ORLANDO, Florida (Reuters) ? Federal Reserve Chairman Ben Bernanke on Friday issued a call to action to restore housing markets, saying depressed house prices and sales are a serious drag on the economic recovery.
"The state of housing has been an impediment to a faster recovery," he told a home builders' conference.
"We need to continue to develop and implement policies that will help the housing sector get back on its feet," Bernanke said, laying out a few ideas from a recent Fed "white paper" on housing.
Bernanke's recommendations for potential policy remedies fly in the face of complaints from some Republicans lawmakers that the Fed was making an unwarranted intrusion onto the turf of other policymakers.
The white paper, issued last month, was the result of several months of study by a Fed staff on a problem officials at the central bank have concluded is a key missing ingredient to a healthier economic recovery.
In his speech, Bernanke touched only on some of the less controversial ideas broached by the Fed in the paper.
He called on lenders and regulators to look at rules and practices that may hold back the origination of sound mortgages, pointing at overly tight credit as one reason the housing recovery has been slow.
An overhang of vacant homes and a glut of foreclosures is also weighing on housing activity, Bernanke added. He said it could make sense in some markets to turn some of the foreclosed homes into rental properties, a policy the Obama administration is already pursuing.
Another top Fed official - Cleveland Federal Reserve Bank President Sandra Pianalto - also pointed at housing on Friday as a key impediment to a stronger recovery, calling it "a significant headwind."
Pianalto, who is a voter this year on the Fed's policy-setting panel, said declines in housing wealth were keeping consumers away from stores and making harder for businesses to borrow. Bernanke said the loss of housing wealth may be chopping $200 billion to $375 billion off of consumer spending per year.
Several Fed officials have come forward since the white paper was released to push for action, although it has caused discomfort in some quarters of the central bank's system.
Bernanke made the case that overly tight credit in mortgage markets had undercut the effectiveness of the Fed's aggressive efforts to stimulate growth.
The Fed cut overnight interest rates to near zero in 2008 and has bought $2.3 trillion in bonds in a further effort to drive mortgage and other borrowing costs lower.
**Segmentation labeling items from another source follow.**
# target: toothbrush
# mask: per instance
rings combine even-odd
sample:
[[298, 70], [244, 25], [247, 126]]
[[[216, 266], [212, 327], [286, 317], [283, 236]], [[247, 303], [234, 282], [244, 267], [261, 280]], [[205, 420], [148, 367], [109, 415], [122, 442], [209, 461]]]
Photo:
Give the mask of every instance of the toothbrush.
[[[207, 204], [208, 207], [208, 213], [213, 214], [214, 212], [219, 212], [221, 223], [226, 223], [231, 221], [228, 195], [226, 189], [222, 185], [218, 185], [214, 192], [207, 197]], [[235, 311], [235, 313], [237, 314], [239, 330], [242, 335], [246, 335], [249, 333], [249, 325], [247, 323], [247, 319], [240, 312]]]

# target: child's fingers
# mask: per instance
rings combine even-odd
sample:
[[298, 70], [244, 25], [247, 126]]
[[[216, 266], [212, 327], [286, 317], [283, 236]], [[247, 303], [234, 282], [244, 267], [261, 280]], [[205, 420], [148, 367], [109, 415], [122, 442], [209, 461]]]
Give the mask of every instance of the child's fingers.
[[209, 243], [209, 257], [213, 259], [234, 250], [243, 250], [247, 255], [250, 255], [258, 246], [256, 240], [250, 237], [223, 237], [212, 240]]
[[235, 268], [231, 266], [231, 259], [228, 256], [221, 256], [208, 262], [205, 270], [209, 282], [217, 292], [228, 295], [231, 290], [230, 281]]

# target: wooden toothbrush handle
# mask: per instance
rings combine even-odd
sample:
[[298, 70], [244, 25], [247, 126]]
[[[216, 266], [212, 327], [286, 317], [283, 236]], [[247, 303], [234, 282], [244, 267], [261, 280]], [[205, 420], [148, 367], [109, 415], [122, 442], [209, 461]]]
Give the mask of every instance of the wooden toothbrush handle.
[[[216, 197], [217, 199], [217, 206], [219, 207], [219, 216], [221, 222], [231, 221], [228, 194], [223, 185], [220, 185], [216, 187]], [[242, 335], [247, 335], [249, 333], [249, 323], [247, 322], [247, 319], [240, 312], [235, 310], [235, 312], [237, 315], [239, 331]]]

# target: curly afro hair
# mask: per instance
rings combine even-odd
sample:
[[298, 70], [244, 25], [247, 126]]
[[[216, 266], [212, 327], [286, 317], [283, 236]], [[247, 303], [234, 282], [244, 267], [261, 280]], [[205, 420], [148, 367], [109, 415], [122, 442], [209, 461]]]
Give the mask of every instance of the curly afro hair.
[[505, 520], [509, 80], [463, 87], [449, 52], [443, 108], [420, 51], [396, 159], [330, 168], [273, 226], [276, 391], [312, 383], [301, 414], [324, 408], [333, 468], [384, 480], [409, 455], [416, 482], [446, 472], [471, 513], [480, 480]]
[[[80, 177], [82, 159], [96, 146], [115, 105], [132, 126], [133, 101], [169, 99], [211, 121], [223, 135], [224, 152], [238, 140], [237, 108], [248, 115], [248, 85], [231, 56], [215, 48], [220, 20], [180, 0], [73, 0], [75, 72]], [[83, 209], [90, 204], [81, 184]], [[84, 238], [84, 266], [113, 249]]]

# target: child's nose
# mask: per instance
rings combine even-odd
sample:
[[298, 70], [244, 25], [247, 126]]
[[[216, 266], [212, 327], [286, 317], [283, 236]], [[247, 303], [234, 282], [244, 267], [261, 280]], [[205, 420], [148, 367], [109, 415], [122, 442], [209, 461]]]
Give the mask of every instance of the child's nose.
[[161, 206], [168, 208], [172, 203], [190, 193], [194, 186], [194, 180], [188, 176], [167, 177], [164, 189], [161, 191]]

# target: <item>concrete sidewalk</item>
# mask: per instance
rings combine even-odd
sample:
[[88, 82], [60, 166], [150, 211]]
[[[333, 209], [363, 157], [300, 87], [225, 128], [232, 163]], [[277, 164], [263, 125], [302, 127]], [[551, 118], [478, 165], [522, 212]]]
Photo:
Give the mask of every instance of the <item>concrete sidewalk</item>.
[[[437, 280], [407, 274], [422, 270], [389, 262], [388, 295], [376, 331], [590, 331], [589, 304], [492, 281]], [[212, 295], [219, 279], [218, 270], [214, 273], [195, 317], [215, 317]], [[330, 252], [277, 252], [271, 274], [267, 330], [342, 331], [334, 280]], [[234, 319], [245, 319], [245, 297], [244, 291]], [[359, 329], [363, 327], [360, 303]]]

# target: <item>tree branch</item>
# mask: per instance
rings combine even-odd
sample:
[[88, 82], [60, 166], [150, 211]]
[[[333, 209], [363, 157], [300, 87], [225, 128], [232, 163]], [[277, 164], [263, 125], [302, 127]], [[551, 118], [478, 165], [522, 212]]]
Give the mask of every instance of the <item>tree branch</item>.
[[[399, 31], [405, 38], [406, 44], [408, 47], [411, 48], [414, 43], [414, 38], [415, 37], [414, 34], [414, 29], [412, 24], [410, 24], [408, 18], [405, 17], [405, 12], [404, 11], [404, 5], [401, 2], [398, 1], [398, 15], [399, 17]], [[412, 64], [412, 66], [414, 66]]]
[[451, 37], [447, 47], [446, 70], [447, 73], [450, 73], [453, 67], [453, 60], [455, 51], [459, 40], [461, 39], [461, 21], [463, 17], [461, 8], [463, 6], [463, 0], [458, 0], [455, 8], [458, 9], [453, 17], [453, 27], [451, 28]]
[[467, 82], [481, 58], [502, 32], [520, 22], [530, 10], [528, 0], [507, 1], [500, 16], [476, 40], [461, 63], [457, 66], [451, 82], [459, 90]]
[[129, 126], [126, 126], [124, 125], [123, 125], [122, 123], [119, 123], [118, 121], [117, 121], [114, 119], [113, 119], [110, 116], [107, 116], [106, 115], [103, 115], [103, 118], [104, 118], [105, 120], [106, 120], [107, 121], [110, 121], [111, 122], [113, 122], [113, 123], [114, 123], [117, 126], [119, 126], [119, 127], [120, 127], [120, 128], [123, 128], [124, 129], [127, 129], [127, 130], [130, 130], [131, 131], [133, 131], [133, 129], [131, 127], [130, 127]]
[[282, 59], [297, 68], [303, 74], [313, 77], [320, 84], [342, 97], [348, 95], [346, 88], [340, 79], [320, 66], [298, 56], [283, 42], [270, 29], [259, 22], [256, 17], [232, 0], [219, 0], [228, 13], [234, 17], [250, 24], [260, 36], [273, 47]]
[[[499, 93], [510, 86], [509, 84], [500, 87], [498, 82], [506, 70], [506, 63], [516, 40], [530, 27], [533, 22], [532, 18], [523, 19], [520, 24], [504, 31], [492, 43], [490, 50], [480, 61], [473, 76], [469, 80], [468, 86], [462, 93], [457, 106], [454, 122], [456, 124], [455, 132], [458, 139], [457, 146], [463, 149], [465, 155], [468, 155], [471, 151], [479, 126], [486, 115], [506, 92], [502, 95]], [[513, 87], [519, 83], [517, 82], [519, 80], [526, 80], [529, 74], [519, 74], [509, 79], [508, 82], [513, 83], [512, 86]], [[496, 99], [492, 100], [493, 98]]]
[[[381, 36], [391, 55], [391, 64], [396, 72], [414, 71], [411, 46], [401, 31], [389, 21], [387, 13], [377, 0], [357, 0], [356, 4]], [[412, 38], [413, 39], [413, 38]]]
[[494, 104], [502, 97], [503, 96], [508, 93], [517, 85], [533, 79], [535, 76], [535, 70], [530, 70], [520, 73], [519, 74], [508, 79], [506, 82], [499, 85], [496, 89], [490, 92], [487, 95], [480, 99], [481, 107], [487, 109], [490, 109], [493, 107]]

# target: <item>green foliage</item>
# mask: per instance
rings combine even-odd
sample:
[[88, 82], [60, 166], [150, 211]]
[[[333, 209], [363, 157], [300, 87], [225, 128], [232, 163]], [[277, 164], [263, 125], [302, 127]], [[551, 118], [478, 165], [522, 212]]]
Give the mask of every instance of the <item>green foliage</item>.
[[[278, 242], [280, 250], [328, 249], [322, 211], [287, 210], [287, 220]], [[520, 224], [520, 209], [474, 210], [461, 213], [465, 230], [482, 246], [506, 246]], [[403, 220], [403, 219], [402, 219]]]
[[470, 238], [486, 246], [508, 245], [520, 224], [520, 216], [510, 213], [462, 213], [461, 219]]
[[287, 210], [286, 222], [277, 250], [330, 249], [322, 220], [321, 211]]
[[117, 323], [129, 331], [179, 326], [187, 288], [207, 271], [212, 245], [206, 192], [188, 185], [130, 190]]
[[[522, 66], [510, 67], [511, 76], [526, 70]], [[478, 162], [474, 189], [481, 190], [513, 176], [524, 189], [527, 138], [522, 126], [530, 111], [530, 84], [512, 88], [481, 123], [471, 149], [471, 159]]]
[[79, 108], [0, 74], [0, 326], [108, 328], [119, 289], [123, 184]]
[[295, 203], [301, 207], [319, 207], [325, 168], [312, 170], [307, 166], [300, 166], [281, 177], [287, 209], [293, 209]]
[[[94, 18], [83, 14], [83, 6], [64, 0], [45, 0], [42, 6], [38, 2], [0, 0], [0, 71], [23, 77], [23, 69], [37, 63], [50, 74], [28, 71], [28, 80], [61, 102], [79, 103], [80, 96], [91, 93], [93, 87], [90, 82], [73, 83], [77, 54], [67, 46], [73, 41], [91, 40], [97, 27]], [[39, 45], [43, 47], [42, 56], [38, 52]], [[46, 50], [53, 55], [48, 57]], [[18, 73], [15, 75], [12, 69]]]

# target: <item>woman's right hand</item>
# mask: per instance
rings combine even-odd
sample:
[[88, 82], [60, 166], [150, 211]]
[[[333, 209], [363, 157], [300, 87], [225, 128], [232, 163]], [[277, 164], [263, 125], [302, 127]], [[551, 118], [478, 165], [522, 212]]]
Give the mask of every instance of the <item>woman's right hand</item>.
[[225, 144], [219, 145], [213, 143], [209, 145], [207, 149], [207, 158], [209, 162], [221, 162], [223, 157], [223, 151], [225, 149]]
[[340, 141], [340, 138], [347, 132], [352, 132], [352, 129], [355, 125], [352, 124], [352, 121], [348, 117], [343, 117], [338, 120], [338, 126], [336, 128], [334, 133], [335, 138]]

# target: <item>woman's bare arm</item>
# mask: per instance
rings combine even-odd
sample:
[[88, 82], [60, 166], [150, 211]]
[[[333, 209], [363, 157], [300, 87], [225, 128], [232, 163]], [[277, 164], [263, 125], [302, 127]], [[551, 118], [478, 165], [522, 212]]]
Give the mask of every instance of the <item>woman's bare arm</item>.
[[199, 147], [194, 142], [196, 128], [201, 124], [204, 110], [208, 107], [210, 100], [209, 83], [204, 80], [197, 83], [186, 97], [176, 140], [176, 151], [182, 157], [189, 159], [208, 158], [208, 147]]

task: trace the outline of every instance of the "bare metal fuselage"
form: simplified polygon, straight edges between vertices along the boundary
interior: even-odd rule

In a typical recovery, a rebound in housing fuels hiring and income gains, but that has not been the case this time, Bernanke said.
In the face of the congressional criticism of the white paper, Bernanke recently told lawmakers he was sorry if the central bank's efforts were misunderstood as anything but a helpful effort to spell out policy options.
He defended the study again on Friday.
"One of our main objectives ... was simply to make people aware how central to the recovery housing is," Bernanke said in response to a question from the audience.